Imports

import axle.data.FederalistPapers._

The Federalist articles:

articles.size
// res0: Int = 86

Construct a Corpus object to assist with content analysis

import axle.nlp._
// import axle.nlp._

import axle.nlp.language.English
// import axle.nlp.language.English

val corpus = Corpus(articles.map(_.text), English)
// corpus: axle.nlp.Corpus =
// Corpus(List(
// 
// To the People of the State of New York:
// 
// AFTER an unequivocal experience of the inefficacy of the
// subsisting federal government, you are called upon to deliberate on
// a new Constitution for the United States of America. The subject
// speaks its own importance; comprehending in its consequences
// nothing less than the existence of the UNION, the safety and welfare
// of the parts of which it is composed, the fate of an empire in many
// respects the most interesting in the world. It has been frequently
// remarked that it seems to have been reserved to the people of this
// country, by their conduct and example, to decide the important
// question, whether societies of men are really capable or not of
// establishing good government from reflection and choice, or whether...

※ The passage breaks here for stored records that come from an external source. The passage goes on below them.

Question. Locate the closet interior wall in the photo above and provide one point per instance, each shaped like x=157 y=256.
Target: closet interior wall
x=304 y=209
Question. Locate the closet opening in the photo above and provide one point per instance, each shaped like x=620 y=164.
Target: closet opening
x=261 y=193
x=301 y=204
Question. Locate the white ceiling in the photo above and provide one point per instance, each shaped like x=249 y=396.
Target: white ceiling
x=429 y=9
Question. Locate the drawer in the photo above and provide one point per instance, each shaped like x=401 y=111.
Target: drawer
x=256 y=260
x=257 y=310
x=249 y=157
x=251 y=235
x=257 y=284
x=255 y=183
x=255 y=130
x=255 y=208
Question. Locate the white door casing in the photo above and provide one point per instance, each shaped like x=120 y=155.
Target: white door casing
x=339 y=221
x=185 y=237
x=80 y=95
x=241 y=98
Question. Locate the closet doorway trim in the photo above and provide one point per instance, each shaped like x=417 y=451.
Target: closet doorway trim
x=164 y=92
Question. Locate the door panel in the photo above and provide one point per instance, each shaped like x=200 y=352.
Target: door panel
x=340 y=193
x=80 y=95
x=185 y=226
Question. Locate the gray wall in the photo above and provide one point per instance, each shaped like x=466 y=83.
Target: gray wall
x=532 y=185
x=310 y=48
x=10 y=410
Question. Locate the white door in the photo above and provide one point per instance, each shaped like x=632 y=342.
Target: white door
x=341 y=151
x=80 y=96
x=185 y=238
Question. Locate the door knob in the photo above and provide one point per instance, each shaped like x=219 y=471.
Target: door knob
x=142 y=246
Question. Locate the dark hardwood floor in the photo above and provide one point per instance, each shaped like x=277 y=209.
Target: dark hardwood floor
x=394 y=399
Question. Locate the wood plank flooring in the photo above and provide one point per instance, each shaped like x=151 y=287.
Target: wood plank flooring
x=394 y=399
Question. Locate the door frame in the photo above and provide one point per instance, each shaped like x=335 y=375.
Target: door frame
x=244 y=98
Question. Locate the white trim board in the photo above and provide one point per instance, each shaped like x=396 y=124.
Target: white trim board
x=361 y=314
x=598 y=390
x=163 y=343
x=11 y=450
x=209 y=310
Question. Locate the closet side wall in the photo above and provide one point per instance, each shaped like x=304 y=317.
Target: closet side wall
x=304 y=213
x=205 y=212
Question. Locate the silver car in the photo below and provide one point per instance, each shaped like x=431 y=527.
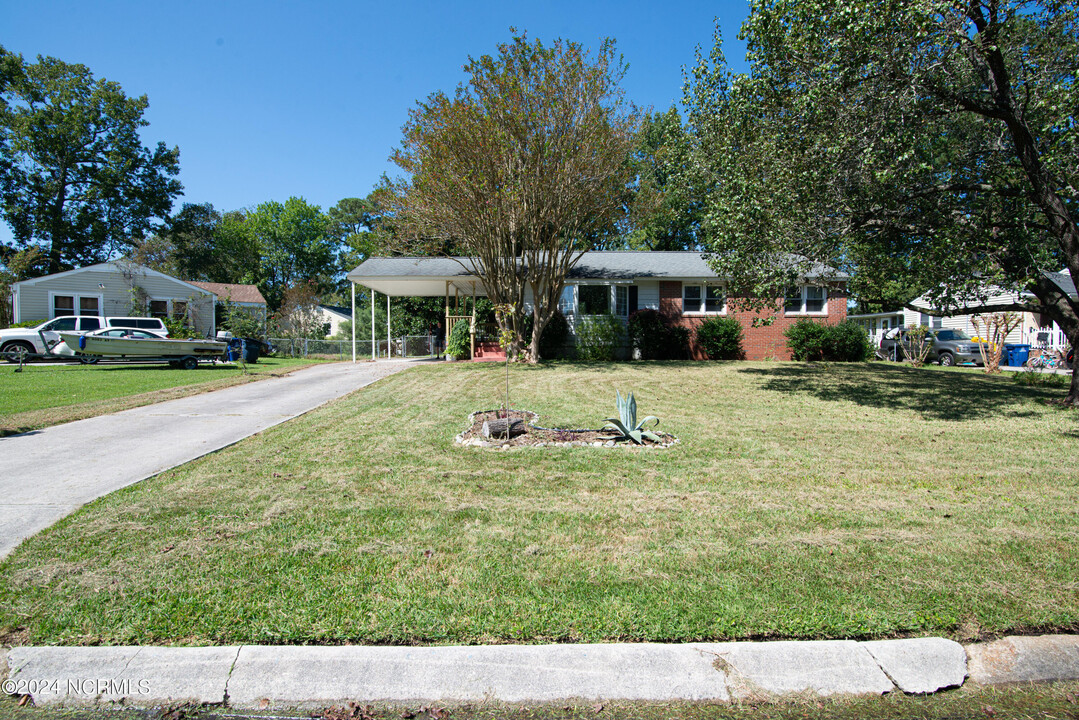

Define a feature extractor using top words and bigrams.

val frequentWords = corpus.wordsMoreFrequentThan(100)
// frequentWords: List[String] = List(the, of, to, and, in, a, be, that, it, is, which, by, as, this, would, have, will, for, or, not, their, with, from, are, on, they, an, states, government, may, been, state, all, but, its, other, people, power, has, no, more, at, if, than, any, them, one, those, there, can, we, constitution, these, must, who, such, so, most, upon, i, his, should, union, every, same, national, was, against, new, might, federal, under, our, were, into, only, great, authority, had, public, ought, some, executive, shall, general, powers, between, time, men, each, united, could, what, less, number, part, members, first, body, us, particular, two, he, different, without, legislative, laws, necessary, very, well, either, representatives, made, legislature, own, subject, senate...

val topBigrams = corpus.topKBigrams(200)
// topBigrams: List[(String, String)] = List((of,the), (to,the), (in,the), (to,be), (that,the), (it,is), (by,the), (of,a), (the,people), (on,the), (would,be), (will,be), (for,the), (from,the), (the,state), (may,be), (have,been), (and,the), (the,same), (in,a), (with,the), (the,union), (has,been), (of,their), (the,states), (of,this), (the,constitution), (as,the), (the,federal), (the,government), (power,of), (the,national), (the,most), (the,other), (which,the), (all,the), (the,united), (to,a), (united,states), (the,executive), (it,will), (the,public), (is,to), (ought,to), (in,this), (the,power), (and,to), (must,be), (be,the), (it,may), (people,of), (against,the), (it,would), (is,the), (the,convention), (upon,the), (the,latter), (of,its), (to,have), (of,them), (is,a), (part,of), (that,it), (th...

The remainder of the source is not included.